A reserva de fundo não se resolve com preparação nenhuma. Quem faz questão de jogar dentro do perímetro nacional, com recurso ao SRIJ e cobertura do RAMJ, deve procurar uma plataforma que conste desse registo. Para quem conhece a diferença e a aceita conscientemente, a apreciação editorial fecha em 3,4 em 5: uma operação funcional, travada por um enquadramento que nenhuma qualidade de serviço compensa.
Que critérios estão por trás de cada nível
Cada área recebe um de três níveis — elevado, moderado ou baixo — e o critério é sempre o mesmo: qual é o prejuízo possível para quem joga, e quanto controlo tem essa pessoa sobre ele. Elevado significa que o prejuízo é estrutural e não depende do comportamento do leitor; moderado significa que existe risco real mas evitável com preparação; baixo significa que o procedimento é previsível e documentado.
Fica deliberadamente de fora do cálculo um fator: a comissão de afiliado. As reservas registadas ao longo desta página são publicadas com o mesmo destaque que os pontos favoráveis, porque uma apreciação em que tudo brilha não ajuda ninguém a decidir. A página é revista sempre que o operador altera condições, e a data da revisão fica no topo.
Como se chega a uma nota de 3,4
A nota não é média aritmética dos níveis acima. O enquadramento legal funciona como teto: uma plataforma ausente do registo do SRIJ não ultrapassa, na grelha deste caderno, um determinado patamar, por muito bem que se comporte na caixa e no apoio. Foi o que aconteceu aqui — a execução puxa para cima, o teto trava.
Um esclarecimento sobre aquilo que a nota não é, porque a confusão é comum. Não é previsão sobre uma sessão, não é garantia de nada e não substitui a leitura das condições. É uma posição relativa, registada num momento, com data à vista. As regras promocionais são reescritas, os prestadores de pagamento entram e saem, e o número pode subir ou descer numa revisão futura — quando isso acontecer, será por factos entretanto verificados.

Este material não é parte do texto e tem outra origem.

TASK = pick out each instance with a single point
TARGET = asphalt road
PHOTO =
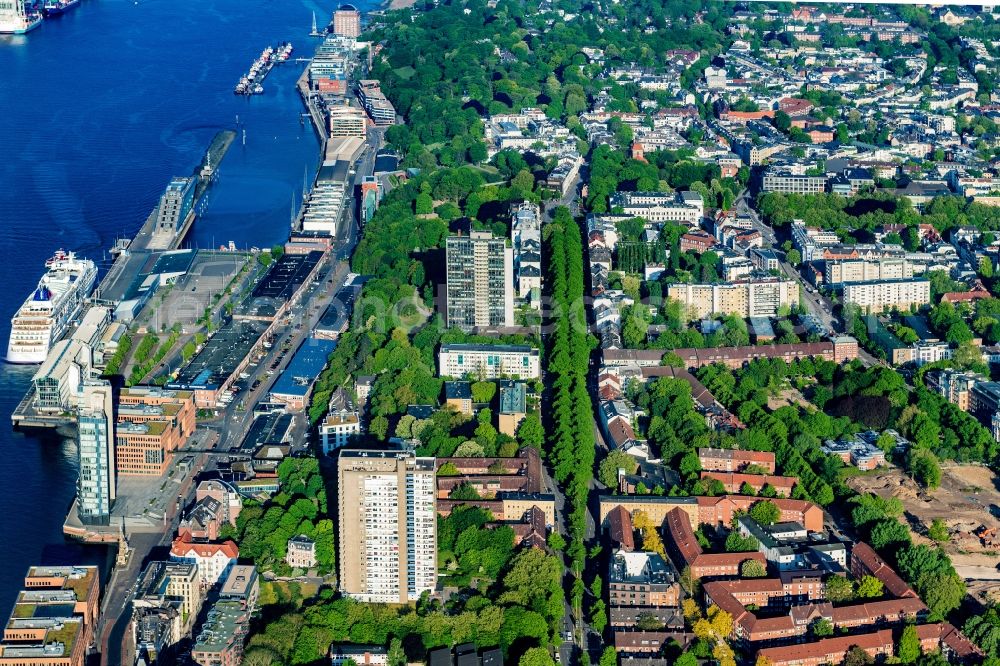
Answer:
(229, 429)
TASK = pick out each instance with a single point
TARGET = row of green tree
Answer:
(520, 611)
(263, 529)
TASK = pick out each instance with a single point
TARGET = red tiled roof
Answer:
(830, 649)
(181, 548)
(620, 527)
(951, 638)
(870, 561)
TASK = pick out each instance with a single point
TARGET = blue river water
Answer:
(98, 109)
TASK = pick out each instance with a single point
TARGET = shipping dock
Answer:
(251, 82)
(134, 274)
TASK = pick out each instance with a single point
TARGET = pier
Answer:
(127, 265)
(250, 83)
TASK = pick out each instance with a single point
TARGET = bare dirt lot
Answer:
(968, 501)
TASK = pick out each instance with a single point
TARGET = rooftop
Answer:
(224, 623)
(305, 366)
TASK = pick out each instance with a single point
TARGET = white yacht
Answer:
(17, 19)
(50, 308)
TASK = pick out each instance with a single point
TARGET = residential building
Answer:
(733, 482)
(480, 281)
(685, 208)
(220, 639)
(786, 182)
(387, 501)
(881, 295)
(984, 404)
(375, 103)
(735, 460)
(749, 298)
(458, 396)
(955, 385)
(839, 350)
(684, 547)
(175, 206)
(96, 486)
(53, 619)
(152, 423)
(829, 650)
(789, 546)
(301, 552)
(214, 560)
(836, 273)
(342, 422)
(230, 501)
(242, 584)
(294, 385)
(526, 237)
(863, 454)
(58, 379)
(488, 361)
(642, 579)
(344, 654)
(167, 600)
(347, 121)
(347, 21)
(513, 407)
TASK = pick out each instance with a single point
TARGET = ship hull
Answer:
(34, 329)
(25, 358)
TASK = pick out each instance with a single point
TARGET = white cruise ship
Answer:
(50, 308)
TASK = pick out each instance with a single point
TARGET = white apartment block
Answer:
(347, 121)
(337, 429)
(682, 207)
(387, 503)
(862, 270)
(526, 237)
(488, 361)
(810, 241)
(882, 295)
(753, 298)
(480, 281)
(791, 183)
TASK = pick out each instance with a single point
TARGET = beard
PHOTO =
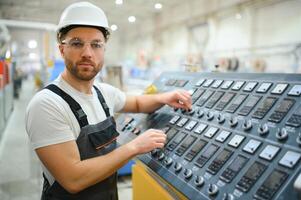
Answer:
(83, 73)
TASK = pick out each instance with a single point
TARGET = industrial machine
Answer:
(241, 140)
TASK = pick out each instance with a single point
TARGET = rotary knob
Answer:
(154, 153)
(168, 161)
(299, 139)
(247, 125)
(212, 189)
(191, 112)
(263, 129)
(220, 118)
(199, 181)
(209, 116)
(178, 167)
(233, 121)
(161, 155)
(228, 196)
(187, 173)
(200, 113)
(281, 134)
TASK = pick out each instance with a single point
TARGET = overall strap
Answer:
(75, 107)
(102, 101)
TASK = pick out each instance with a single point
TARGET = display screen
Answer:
(210, 151)
(214, 99)
(252, 101)
(239, 99)
(179, 138)
(237, 163)
(275, 180)
(298, 111)
(267, 103)
(188, 141)
(197, 94)
(255, 170)
(285, 105)
(223, 156)
(205, 97)
(170, 134)
(195, 149)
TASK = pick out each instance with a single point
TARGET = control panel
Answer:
(241, 140)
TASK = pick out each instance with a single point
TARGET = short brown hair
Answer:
(63, 32)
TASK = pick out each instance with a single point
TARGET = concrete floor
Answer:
(20, 172)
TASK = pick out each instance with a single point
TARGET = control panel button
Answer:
(212, 189)
(280, 88)
(181, 83)
(200, 128)
(170, 82)
(295, 91)
(200, 82)
(250, 86)
(236, 141)
(217, 83)
(281, 134)
(238, 85)
(223, 136)
(190, 125)
(211, 132)
(228, 196)
(200, 113)
(264, 87)
(168, 161)
(209, 116)
(247, 125)
(182, 122)
(187, 173)
(269, 152)
(227, 84)
(199, 181)
(233, 121)
(208, 83)
(290, 159)
(252, 146)
(177, 167)
(174, 119)
(220, 118)
(263, 129)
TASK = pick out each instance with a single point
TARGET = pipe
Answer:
(29, 24)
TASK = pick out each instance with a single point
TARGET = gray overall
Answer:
(93, 140)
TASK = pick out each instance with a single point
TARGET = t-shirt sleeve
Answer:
(114, 97)
(46, 123)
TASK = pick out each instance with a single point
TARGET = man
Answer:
(70, 122)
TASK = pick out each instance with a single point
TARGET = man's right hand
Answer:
(147, 141)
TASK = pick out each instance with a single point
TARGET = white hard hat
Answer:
(83, 13)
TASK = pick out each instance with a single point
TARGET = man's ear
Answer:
(62, 50)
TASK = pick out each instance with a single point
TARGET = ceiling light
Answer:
(114, 27)
(119, 2)
(32, 44)
(158, 6)
(238, 16)
(32, 56)
(132, 19)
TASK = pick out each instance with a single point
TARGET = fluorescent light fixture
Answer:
(32, 56)
(119, 2)
(7, 54)
(132, 19)
(114, 27)
(158, 6)
(32, 44)
(238, 16)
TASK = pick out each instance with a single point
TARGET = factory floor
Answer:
(20, 172)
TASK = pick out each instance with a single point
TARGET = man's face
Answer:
(83, 52)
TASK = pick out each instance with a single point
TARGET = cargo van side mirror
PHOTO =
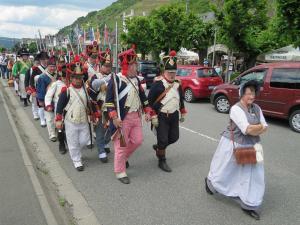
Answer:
(237, 81)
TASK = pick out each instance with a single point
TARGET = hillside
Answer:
(8, 42)
(109, 15)
(115, 11)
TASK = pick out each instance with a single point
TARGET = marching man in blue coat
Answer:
(166, 99)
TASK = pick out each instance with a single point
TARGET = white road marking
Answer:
(200, 134)
(31, 172)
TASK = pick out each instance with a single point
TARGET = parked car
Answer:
(197, 81)
(279, 93)
(148, 70)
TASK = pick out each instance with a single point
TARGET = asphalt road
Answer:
(19, 203)
(179, 198)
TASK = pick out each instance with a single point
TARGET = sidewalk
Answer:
(19, 202)
(74, 202)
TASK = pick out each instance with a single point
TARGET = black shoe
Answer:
(155, 149)
(62, 149)
(90, 146)
(104, 160)
(124, 180)
(207, 188)
(162, 164)
(252, 213)
(80, 168)
(25, 102)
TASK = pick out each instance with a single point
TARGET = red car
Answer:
(197, 81)
(279, 95)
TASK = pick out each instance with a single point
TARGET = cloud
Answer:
(54, 17)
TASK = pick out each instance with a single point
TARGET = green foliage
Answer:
(288, 13)
(2, 49)
(199, 35)
(241, 23)
(32, 48)
(139, 33)
(168, 26)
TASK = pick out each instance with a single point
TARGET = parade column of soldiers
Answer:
(84, 98)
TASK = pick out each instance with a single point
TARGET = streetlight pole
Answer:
(215, 40)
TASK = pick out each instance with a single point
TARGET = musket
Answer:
(90, 109)
(37, 46)
(122, 139)
(43, 47)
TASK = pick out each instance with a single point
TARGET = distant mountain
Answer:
(8, 42)
(114, 12)
(109, 15)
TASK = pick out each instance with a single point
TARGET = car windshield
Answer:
(209, 72)
(183, 72)
(148, 66)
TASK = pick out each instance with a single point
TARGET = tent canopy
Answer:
(288, 53)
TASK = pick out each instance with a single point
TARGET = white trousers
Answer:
(34, 107)
(50, 124)
(22, 86)
(42, 116)
(77, 137)
(16, 85)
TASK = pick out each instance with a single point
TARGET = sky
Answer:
(23, 18)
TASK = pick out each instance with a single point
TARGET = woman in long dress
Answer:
(244, 183)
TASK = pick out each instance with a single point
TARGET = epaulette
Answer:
(177, 81)
(63, 89)
(158, 78)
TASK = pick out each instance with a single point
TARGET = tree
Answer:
(32, 48)
(199, 35)
(168, 26)
(241, 23)
(288, 13)
(139, 33)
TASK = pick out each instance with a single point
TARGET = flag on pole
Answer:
(105, 43)
(84, 36)
(97, 36)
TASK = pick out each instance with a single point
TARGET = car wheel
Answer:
(188, 95)
(294, 121)
(222, 104)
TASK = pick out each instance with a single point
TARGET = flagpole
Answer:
(70, 44)
(117, 68)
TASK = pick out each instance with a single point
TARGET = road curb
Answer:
(80, 210)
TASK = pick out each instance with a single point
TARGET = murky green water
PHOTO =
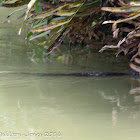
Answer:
(66, 108)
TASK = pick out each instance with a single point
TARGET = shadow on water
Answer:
(67, 108)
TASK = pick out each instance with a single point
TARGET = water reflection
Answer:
(97, 108)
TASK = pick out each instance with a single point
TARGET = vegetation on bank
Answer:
(115, 22)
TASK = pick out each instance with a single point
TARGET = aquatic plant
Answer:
(82, 20)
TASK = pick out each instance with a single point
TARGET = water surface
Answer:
(66, 108)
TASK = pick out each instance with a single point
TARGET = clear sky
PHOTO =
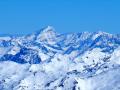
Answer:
(26, 16)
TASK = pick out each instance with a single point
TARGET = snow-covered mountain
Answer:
(46, 60)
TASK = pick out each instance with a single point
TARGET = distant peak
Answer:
(48, 29)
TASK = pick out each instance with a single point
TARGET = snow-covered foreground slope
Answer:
(46, 60)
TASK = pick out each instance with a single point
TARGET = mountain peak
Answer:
(48, 29)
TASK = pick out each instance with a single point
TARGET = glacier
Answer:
(47, 60)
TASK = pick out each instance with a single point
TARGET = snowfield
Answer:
(46, 60)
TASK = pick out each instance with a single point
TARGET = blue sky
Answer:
(26, 16)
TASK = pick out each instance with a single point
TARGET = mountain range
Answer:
(47, 60)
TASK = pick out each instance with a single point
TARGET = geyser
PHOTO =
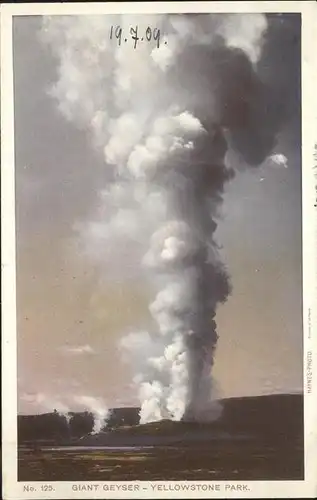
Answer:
(164, 118)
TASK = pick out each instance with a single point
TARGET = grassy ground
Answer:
(219, 460)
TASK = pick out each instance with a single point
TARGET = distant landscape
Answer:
(256, 438)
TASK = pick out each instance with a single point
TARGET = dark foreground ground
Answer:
(255, 439)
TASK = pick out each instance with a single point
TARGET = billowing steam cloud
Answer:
(164, 118)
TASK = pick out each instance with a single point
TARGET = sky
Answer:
(71, 312)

O balanço, sem embelezar nenhum dos lados
A favor: caixa desenhada para quem vive em Portugal, com referência Multibanco e MB WAY como opções de primeira linha e euros de ponta a ponta; entrada baixa, a partir de dez euros na maioria das vias; saída rápida por carteira eletrónica e por MB WAY assim que a verificação está concluída; apoio disponível em português a qualquer hora; e travões acessíveis em vez de escondidos.
Contra: a ausência do registo nacional, com tudo o que daí decorre em matéria de litígios, fiscalidade e autoexclusão; a ponderação por categoria dos bónus escondida a um clique de distância; a impossibilidade de receber levantamentos por Multibanco ou Paysafecard, que apanha desprevenido quem carregou por essa via; e a espera adicional no primeiro pedido, quando a verificação ainda está a decorrer. Nada disto torna a plataforma inutilizável — torna-a uma escolha que deve ser feita com os olhos abertos.
De onde partem estas conclusões
A ordem das secções desta página reproduz a ordem das perguntas que chegam ao correio deste caderno: posso pagar como costumo pagar, quanto tempo demora o dinheiro a voltar, que documentos vão pedir-me, o que é que a promoção me obriga a fazer, e com quem falo quando algo falha. Comunicação promocional não responde a nenhuma delas, pelo que não é usada como fonte.
Cada afirmação tem origem num documento público ou num comprovativo com referência, e onde não há fonte fica escrito que não há. É o mesmo critério aplicado em todas as páginas e está explicado com detalhe em sobre nós.